As far as I know all the tours are currently offered in Japanese only, but they might have English pamphlets and other information available!
Here are 2 companies that offer Gunkanjima tours: (Japanese only)
As I still had some time before my boat tour would start I walked around in the port area’s park a little bit.
It’s really a nice place to be with beautiful views!
And then it was time to leave for Gunkanjima.
At first I was shocked when I saw how small the boat was, but most of the tour boats are like that and in the end it wasn’t a problem!
This is how it looked inside. Winter vacation was over, but yet there was only one empty seat!
I do get seasick very easily, so I was worried as the little boat was moving up and down quite a bit! I managed to survive, but a Japanese woman struggled much more!
I suggest you take some medicine for motion sickness before you take the boat trip, if you’re easily affected like me!
It was quite a long boat ride (about 45min.) and they explained about various things that can be found all around Nagasaki Port.

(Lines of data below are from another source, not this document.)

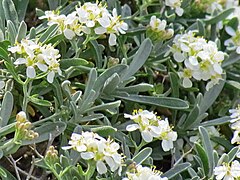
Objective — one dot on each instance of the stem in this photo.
(90, 170)
(138, 148)
(45, 119)
(26, 93)
(79, 50)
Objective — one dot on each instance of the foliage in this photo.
(120, 90)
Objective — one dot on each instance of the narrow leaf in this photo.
(142, 155)
(139, 59)
(168, 102)
(6, 108)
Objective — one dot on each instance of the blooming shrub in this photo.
(124, 90)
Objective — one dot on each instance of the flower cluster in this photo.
(235, 115)
(94, 147)
(90, 18)
(202, 60)
(37, 57)
(227, 171)
(23, 128)
(175, 4)
(51, 155)
(157, 29)
(151, 127)
(234, 42)
(144, 173)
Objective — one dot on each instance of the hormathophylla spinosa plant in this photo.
(70, 81)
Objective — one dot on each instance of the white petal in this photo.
(167, 145)
(230, 31)
(87, 155)
(112, 40)
(101, 167)
(100, 30)
(20, 61)
(31, 73)
(217, 68)
(2, 84)
(178, 56)
(193, 60)
(238, 50)
(104, 21)
(42, 67)
(69, 34)
(90, 24)
(179, 11)
(187, 83)
(132, 127)
(50, 76)
(147, 136)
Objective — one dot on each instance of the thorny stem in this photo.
(138, 148)
(31, 168)
(26, 93)
(46, 119)
(15, 167)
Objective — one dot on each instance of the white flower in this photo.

Once we were out in the ocean they showed a movie explaining about the life on Gunkanjima and the people who used to live there (more about that in a minute, so read on).
I was lucky enough to sit right next to the window, so I was able to take some nice photos!

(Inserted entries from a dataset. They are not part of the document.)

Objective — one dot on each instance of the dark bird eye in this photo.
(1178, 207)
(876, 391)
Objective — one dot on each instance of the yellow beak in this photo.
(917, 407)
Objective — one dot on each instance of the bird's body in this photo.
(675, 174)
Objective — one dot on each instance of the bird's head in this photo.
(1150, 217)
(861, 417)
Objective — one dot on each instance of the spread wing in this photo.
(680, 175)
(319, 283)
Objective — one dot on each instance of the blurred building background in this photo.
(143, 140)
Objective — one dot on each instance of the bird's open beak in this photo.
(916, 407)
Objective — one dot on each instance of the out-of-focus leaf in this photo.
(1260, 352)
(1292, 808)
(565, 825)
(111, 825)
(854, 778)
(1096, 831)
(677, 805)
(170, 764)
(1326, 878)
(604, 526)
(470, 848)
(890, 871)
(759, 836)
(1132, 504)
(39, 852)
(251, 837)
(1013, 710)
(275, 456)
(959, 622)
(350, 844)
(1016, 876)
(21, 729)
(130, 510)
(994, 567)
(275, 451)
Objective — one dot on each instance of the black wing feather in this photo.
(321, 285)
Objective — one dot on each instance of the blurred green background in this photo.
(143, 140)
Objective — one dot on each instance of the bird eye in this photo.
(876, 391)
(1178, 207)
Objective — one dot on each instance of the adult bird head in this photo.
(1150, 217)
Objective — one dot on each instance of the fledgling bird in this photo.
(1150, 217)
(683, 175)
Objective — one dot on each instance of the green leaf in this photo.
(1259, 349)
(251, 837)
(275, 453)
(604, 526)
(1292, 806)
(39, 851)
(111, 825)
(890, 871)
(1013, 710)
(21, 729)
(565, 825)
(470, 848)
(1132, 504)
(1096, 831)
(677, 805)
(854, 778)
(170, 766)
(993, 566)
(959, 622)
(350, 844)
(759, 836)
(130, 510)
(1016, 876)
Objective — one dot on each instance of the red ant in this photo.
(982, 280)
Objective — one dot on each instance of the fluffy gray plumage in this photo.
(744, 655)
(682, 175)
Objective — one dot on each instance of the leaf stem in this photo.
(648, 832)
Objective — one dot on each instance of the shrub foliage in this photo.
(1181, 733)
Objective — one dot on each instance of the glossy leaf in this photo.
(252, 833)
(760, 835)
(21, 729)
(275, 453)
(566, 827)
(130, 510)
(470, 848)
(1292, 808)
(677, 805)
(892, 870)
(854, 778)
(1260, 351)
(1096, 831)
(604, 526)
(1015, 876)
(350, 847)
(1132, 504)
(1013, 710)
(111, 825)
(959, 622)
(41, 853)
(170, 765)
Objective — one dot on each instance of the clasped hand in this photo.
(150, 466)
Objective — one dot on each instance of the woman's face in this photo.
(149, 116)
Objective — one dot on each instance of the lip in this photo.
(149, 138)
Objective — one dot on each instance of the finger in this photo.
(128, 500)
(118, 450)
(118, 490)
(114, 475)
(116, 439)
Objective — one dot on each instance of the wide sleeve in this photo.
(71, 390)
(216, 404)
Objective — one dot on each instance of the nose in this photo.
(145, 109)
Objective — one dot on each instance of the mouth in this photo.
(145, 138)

The sun tried to break through the clouds. It was truly a beautiful scene! Lucky!
We finally reached Gunkanjima!
But what exactly is “Gunkanjima”?
You might have seen parts of the island in the music video „MY LONELY TOWN“ by B’z or in the James Bond movie “Skyfall”.
And that’s pretty much what Gunkanjima is – LONELY!

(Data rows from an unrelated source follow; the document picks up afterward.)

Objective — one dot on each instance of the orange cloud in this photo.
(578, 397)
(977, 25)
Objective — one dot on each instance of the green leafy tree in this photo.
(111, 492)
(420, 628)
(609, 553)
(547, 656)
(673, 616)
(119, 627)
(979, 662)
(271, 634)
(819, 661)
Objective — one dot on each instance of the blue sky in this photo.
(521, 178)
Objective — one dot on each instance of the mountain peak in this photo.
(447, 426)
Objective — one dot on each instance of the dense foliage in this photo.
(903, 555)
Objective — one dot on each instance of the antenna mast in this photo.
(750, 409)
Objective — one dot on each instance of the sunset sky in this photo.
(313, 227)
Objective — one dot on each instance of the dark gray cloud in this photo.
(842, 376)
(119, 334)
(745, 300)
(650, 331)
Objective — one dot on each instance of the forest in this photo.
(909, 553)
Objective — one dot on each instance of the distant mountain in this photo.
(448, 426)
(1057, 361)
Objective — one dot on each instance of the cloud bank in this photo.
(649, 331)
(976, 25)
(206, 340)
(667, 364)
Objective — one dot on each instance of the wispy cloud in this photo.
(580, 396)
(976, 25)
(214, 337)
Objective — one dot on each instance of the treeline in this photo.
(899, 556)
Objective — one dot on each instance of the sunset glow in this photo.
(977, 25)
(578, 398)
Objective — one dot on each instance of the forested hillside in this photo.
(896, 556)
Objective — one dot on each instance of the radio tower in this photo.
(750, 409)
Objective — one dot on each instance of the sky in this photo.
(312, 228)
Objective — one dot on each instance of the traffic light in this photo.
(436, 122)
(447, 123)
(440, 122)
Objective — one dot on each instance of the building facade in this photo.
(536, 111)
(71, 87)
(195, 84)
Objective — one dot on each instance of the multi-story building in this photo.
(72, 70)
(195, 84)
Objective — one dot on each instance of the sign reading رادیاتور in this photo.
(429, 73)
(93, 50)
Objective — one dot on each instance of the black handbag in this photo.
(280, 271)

The official name of the island is actually „Hashima“ (端島).
Nowadays it’s an uninhabited island just a short ferry ride away from Nagasaki City!
However, Gunkanjima wasn’t always such a lonely island!
Mitsubishi bought the island in 1890 and until 1974 there were undersea coal mines and the people working there also lived on the island.
At its peak more than 5000 people lived on this very small island which is only about 150m wide and 480m long! This was actually the highest population density in history, not only in Japan, but worldwide!
They had to use the available space on the island wisely to offer all those people a place to live and work.
The only way they could create more space was to build very high concrete buildings. This and the big seawall around the island gave it the image of a „battleship“.
In the 1960s petroleum slowly replaced coal. There was no use for the coal mines of Hashima anymore. In 1974 the last residents abandoned the island, leaving everything behind just as it was.
Over the years, typhoons and tsunamis have caused great damage to the buildings giving it the atmosphere of a „Ghost Island“ – which is another nickname of the island.
For many years the public was not allowed to access Gunkanjima as it was too dangerous.
Since 2009 you can visit Gunkanjima again. However, there are many restricted areas. Visitors can access 3 different observation platforms from where they can see the majority of the buildings from a safe distance.
There are a lot of tall, empty buildings that are literally falling apart. Some of them have already collapsed. It’s a paradise for people who love ruins.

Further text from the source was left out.